The increased stabilization energy of the S2QA and S2QB recombinations in the PSII centers that contain the D1′ protein was confirmed by the increased peak positions of the Q and B bands, respectively.

The parallel shift of the two bands supports the idea that the decreased redox potential of the S2 state is responsible for the stabilization.

The B band is downshifted almost to the position of the Q band in the F186L and P162SF186L mutants, which is also consistent with the destabilization of QB shown by the fluorescence results.

In the F186A mutant a significant part of the B band is seen at the position of the Q band in the absence of DCMU, which is in agreement with the retarded QA to QB electron transfer shown by the fluorescence data.

It is of note, however, that the peak position of the Q band is somewhat lower in the F186L and P162SF186L mutants than in the AR1 strain although the increased time constant of fluorescence decay indicates almost the same extent of stabilization for S2QA as for seen in the A1K strain (Table 2), whose peak temperature is almost 20 °C higher.

The reason for this effect is not fully understood at present, but might be related to the modification of non-radiative recombination pathways that influence the TL characteristics39,40.

The function of F186 in PSII

From the positioning of the aromatic ring of F186, predicted from computer assisted structural modeling, it was proposed that this residue might facilitate electron transfer between Tyr-Z and P680.18

Although the recent crystal structure of PSII8 confirms that F186 is indeed located halfway between Tyr-Z and P680, previous studies on site directed mutants have shown that this residue is not absolutely required for donor side electron transfer.19,20

Several mutations of F186 are photoautrophic and able to evolve oxygen.20

However, the flash pattern of the oxygen yield is largely distorted and the probability of misses increased.19

This effect could partly be explained by the retarded QA to QB electron transfer, which facilitates S2QA recombination, and partly by donor-side induced modifications in the F186 mutants.

Such donor side effect has already been suggested by Funk et al19. and was demonstrated by our results.
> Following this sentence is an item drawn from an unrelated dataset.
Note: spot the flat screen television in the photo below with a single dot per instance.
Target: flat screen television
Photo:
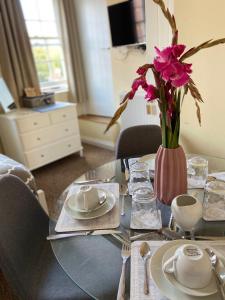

From the present and previous data it is obvious that F186 is not indispensable for PSII activity.

However, it is involved in the regulation of charge stabilization in the water-oxidizing complex, and, surprisingly, in the regulation of efficient electron transfer between QA and QB.

The enigmatic role of the D1′ protein

The utilization of D1 protein copies with different amino acid sequences and differently regulated promoters appears to be a common strategy of cyanobacteria to cope with changing environmental conditions.

A well studied example is Synechococcus 7942 that encodes two different D1 polypeptides (D1:1 and D1:2) by three psbA genes.10

D1:1 is replaced by D1:2 under stress induced by high light,41,42 cold43 and UV-B radiation44 as an important part of the defence/acclimation process.

In Synechocystis 6803 the transcription of the psbA2 and psbA3 genes, which encode identical D1, is also regulated differentially under high light9,15 and UV radiation,45,46 helping to increase the psbA transcript level under conditions that require rapid PSII repair.

Although the sequence of D1′ does not show higher similarity to the stress-inducible D1:2 form of Synechococcus 7942 than to the other cyanobacterial D1 proteins it seems likely that the original function of D1′ was also related to environmental adaptation.

The apparent silence of the psbA1 gene most likely indicates that the putative environmental conditions, which required the presence of D1′ did not represent significant evolutionary pressure in the recent history of Synechococystis 6803 that led to the loss of the psbA1 promoter activity.

However, the fact that D1′ containing PSII centers are fully functional despite the large number of amino acid substitutions might indicate that under special conditions the D1′ protein could be expressed.

This idea is strengthened by our observation that slow electron transfer between QA and QB in the F186L mutant is fully restored in the D1′ containing PSII centers, indicating that the unfavorable effect of the F186L substitution on the acceptor side electron transport is compensated by the other amino acid substitutions of D1′ making the D1′ containing cells photosynthetically efficient.